AI-Based Detection of Coliform Colonies Using CNN Transfer Learning for Application to Cultured Plate Analysis in Water Quality Research

Pathogenic bacterial contamination of water poses a severe public health risk where laboratory resources are scarce. We propose a two-stage Artificial Intelligence (AI) pipeline for automated detection and classification of coliform colonies on agar plates. In Stage 1, a YOLOv8 detector localizes every colony (replacing manual ImageJ annotation) and achieves a mean average precision at 0.5 intersection-over-union (mAP@50) of 87.6% on 105 held-out public images.
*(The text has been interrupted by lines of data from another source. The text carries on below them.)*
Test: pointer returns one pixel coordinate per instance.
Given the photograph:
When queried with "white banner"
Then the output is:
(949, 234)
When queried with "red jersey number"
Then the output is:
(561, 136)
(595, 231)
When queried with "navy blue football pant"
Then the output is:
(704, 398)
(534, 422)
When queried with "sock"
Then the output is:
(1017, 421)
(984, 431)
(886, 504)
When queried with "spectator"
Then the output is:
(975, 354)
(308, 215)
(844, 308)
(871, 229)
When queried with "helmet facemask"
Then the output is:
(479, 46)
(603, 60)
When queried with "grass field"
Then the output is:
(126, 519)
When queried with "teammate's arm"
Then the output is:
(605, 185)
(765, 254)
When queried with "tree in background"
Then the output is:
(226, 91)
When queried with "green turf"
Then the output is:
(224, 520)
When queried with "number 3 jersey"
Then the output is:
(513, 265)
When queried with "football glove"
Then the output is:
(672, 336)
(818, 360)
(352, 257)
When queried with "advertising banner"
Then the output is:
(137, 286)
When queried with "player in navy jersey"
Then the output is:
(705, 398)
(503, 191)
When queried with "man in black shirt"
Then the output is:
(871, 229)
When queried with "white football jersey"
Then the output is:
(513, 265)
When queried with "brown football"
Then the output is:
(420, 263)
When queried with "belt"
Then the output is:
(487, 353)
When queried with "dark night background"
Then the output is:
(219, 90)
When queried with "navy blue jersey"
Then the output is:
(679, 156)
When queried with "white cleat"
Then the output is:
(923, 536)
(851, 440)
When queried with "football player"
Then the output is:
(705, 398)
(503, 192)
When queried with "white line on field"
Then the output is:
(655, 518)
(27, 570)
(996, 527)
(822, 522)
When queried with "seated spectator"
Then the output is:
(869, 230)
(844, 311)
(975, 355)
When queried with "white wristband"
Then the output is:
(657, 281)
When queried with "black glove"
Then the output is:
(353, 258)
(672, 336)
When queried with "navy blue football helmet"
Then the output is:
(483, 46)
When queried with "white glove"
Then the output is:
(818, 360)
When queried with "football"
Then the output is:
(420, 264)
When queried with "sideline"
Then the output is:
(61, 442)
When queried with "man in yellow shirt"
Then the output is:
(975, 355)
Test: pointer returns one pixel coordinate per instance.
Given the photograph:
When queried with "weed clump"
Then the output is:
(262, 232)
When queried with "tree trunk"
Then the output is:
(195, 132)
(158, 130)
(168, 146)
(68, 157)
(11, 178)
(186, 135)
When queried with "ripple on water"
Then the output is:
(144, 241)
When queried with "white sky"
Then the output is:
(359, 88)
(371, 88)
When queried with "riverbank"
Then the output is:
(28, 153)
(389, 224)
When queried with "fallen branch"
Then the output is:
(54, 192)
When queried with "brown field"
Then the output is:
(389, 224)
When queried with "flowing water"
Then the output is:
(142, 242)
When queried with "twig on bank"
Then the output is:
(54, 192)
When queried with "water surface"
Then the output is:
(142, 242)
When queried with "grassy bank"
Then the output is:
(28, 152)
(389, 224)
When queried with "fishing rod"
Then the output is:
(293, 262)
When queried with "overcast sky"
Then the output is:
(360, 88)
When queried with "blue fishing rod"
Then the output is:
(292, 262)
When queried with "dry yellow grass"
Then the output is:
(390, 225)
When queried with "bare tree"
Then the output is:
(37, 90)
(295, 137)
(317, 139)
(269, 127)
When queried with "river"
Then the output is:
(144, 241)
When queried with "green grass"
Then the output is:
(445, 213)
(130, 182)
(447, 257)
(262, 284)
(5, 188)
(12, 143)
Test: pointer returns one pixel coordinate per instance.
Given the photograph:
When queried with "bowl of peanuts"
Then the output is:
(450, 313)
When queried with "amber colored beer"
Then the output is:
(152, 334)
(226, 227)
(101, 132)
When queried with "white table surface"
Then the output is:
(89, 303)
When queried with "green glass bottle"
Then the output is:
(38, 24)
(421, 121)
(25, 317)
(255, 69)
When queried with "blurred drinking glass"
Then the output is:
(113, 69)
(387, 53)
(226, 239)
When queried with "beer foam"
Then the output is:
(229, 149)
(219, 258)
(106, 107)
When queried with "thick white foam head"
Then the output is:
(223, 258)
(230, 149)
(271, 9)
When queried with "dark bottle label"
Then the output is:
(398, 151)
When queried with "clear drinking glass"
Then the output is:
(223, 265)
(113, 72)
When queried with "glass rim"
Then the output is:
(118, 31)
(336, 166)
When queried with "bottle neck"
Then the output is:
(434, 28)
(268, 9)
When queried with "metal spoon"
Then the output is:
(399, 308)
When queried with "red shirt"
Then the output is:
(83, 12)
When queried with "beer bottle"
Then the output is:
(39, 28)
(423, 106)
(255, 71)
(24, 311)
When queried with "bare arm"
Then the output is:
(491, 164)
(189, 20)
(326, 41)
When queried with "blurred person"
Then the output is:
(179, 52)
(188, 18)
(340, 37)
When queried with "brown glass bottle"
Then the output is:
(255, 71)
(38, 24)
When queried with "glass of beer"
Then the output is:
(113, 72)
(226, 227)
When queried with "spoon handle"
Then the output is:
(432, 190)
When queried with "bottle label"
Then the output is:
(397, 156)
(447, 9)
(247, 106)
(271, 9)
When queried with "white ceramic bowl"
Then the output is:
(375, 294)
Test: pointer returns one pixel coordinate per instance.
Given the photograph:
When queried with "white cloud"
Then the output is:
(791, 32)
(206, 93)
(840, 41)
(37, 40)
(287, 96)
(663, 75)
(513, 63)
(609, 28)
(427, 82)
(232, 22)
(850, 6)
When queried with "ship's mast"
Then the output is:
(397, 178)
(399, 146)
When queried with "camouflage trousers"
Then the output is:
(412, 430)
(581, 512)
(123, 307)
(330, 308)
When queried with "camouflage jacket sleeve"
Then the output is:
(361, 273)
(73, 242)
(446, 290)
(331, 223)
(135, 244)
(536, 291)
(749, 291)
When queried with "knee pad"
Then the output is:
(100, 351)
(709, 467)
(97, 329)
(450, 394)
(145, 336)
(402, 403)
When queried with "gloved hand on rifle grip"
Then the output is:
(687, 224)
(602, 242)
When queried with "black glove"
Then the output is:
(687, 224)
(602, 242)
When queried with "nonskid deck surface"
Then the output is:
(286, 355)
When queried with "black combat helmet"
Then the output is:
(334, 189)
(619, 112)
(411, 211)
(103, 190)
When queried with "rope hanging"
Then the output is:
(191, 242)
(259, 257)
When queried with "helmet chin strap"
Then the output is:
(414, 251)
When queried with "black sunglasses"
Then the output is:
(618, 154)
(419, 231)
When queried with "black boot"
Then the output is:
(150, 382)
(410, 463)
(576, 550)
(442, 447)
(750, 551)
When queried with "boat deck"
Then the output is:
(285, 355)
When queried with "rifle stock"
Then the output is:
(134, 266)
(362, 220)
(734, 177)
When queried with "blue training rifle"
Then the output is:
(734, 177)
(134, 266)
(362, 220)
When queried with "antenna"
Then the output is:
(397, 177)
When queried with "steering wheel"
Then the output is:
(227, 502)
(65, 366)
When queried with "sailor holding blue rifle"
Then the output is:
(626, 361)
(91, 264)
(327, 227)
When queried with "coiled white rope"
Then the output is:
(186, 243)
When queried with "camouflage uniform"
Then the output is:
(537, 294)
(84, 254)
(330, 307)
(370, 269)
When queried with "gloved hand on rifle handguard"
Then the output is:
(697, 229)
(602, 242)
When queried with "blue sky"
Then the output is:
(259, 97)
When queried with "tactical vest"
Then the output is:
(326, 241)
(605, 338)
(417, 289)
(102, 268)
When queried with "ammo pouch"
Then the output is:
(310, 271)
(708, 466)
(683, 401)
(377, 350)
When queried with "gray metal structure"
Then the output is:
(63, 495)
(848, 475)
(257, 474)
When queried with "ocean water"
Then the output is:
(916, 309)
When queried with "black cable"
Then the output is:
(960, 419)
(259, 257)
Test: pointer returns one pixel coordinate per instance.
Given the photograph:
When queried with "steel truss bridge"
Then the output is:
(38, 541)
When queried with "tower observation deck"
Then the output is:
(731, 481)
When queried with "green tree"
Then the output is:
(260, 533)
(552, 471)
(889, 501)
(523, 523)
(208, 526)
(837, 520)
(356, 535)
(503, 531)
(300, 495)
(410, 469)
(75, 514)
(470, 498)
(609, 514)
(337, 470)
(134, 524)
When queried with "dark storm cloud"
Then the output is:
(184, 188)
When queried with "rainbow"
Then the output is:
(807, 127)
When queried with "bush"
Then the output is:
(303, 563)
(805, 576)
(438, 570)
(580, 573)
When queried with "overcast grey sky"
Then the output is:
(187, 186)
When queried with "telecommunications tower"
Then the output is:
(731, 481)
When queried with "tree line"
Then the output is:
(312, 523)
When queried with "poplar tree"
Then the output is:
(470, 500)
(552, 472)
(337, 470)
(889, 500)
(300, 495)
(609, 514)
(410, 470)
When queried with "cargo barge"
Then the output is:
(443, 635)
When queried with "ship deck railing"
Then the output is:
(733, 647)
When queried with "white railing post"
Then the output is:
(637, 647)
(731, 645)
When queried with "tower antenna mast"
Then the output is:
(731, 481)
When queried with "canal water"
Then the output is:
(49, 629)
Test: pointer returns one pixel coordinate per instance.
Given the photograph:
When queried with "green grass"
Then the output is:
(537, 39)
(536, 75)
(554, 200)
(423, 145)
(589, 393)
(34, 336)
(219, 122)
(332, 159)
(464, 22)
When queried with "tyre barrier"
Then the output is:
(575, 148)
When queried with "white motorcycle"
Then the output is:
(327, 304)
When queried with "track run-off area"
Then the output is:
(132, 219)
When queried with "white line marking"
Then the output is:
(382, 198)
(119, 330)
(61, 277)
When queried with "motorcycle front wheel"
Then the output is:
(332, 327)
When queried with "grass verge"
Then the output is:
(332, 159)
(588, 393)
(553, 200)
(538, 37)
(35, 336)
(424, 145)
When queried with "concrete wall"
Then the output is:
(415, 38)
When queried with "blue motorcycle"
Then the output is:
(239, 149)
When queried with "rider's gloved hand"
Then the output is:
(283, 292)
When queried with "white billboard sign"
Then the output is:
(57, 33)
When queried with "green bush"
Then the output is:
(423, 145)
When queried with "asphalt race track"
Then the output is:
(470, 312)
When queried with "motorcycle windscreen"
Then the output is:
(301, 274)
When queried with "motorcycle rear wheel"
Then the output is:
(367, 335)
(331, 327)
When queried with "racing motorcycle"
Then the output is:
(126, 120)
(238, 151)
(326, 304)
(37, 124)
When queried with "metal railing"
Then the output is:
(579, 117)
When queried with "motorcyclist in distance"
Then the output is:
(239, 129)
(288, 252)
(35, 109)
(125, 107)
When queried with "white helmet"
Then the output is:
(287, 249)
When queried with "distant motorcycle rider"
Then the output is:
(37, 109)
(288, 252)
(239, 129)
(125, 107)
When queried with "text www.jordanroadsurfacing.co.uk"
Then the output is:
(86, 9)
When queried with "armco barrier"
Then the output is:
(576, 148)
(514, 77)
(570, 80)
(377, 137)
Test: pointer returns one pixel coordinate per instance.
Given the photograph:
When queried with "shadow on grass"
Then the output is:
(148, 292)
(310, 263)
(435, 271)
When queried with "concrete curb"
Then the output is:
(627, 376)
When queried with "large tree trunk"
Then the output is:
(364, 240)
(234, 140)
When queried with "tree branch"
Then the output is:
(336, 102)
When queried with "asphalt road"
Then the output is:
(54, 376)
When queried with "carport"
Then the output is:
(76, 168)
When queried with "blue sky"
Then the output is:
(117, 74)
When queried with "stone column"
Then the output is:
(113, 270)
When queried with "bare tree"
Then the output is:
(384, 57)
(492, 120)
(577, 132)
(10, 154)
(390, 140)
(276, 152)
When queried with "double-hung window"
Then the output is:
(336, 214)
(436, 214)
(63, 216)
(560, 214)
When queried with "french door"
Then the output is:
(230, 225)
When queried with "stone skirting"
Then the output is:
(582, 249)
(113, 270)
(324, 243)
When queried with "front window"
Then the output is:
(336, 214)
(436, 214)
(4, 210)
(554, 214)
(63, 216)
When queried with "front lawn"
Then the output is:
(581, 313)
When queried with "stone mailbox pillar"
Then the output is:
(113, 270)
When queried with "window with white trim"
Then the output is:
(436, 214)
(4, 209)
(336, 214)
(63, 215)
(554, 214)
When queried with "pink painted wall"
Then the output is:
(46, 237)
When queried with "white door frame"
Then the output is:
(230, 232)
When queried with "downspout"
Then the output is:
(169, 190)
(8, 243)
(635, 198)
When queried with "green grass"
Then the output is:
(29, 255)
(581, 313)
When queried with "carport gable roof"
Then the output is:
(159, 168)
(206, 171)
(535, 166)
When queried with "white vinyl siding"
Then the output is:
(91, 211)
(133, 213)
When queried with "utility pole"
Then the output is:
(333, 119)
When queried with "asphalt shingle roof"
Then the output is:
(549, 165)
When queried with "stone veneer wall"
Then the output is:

In Stage 2, each detected patch is classified by a convolutional neural network (CNN) that is first “warmed up” via pretraining on ten classes drawn from a 24-class public bacterial-colony dataset (∼5,000 patches) and then fine-tuned on two separate four-class tasks: our in-house-collected coliform dataset (80/20 train/test split), where accuracy rose from 73% (no pretraining) to 86%, and an independent four-class subset from the same public dataset, where accuracy reached 91%. The full pipeline processes each plate in under five seconds. Comparative baselines using Histogram of Oriented Gradients (HOG), Local Binary Patterns (LBP), and Haralick features with Support Vector Machine (SVM) classifiers underscore the deep-learning approach’s superiority. Future work will integrate full-color media cues and contextual metadata, and optimize on-device inference for truly portable field deployment.